Ivers generally only runs to sets of defenders, and he splits the brothers up during full strength play. But on power plays and penalty kills, the Ohlrichs are both on the ice, which can mean problems for opponents. Jon leads the Wildcats (4-6-0) with three power play goals, and Drew is tied for second with two.
They have different styles. Jon is more offensive-minded and flashy. After Drew pushes the puck forward, he tends to stay back a little longer, minding his defensive obligations.
Both ways are getting results. Jon leads the Wildcats with seven goals and 16 points. Drew is second with seven goals and 12 points. While they are both physically gifted, it’s their mental game that Ivers says separates them.
“They do the little things,” Ivers said. “Like during warm-ups, they don’t just get warmed up. They peak down the ice to see the other goalie before the game start. There are a lot of things they are aware of. They’ve played with or against a lot of these players in the league, and the good players know exactly what a skater is going to do when they’re coming down the ice. They pick up on that, and they’re very competitive.”
Drew has established himself as a natural leader for the Wildcats this year.
Without an assistant coach, Ivers said he allows the elder Ohlrich to run some portions of practice. Players frequently pick his brain for tips, and Drew is all-too ready to share.
“He’s a big role model in my life,” Jon said. “Obviously he’s a really nice kid.
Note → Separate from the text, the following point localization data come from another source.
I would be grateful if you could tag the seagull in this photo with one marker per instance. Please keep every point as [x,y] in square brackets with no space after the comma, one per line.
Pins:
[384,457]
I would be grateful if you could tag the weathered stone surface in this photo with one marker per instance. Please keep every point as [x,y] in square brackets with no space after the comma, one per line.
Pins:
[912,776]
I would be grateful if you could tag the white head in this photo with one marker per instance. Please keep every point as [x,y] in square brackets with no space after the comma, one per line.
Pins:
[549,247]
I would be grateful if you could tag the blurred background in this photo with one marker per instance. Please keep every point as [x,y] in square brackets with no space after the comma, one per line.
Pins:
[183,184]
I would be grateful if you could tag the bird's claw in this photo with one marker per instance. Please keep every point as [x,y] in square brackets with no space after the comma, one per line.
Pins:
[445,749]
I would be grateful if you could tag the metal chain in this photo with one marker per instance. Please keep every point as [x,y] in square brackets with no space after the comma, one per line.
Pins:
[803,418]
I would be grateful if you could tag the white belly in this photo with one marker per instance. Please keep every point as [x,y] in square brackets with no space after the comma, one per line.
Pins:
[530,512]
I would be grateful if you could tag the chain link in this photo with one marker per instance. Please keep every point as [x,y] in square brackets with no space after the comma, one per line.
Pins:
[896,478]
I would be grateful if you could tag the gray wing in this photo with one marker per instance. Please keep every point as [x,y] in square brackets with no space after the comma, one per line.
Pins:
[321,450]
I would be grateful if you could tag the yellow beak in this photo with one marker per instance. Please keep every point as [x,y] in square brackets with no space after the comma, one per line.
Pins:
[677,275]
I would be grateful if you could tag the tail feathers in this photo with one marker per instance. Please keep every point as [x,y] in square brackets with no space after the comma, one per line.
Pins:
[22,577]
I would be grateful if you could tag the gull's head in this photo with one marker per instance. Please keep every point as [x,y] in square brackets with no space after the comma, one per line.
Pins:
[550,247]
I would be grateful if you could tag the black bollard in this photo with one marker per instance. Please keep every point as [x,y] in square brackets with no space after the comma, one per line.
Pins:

He’s very mature, and he’s gotten into a lot of good colleges. He’s an overall good kid. ... I just look up to him.”
Unless you want some retaliation, it’s best not to mess with one of the Ohlrichs.
That came across loud and clear in the season opener against Winston Churchill. Jon received a game misconduct for cross-checking a player in the head after the 10-1 loss.
Throughout the game, the Churchill player that took the blow was badgering the Ohlrichs, Jon said. Drew remembers taking a hard hit in a corner and Jon quickly coming to his defense. At the end of the game, with Churchill’s crowd cheering and the pain of the nine-goal loss sinking in, Jon made the hit. He was suspended for a game.
“It’s good to know he has my back, and he’s right there. That really stuck,” Drew said.
“It’s good to have a player like him on the team. I mess with him a lot and give him a lot of crap if he messes up. But obviously he’s a great player, so I can’t mess with him too much.”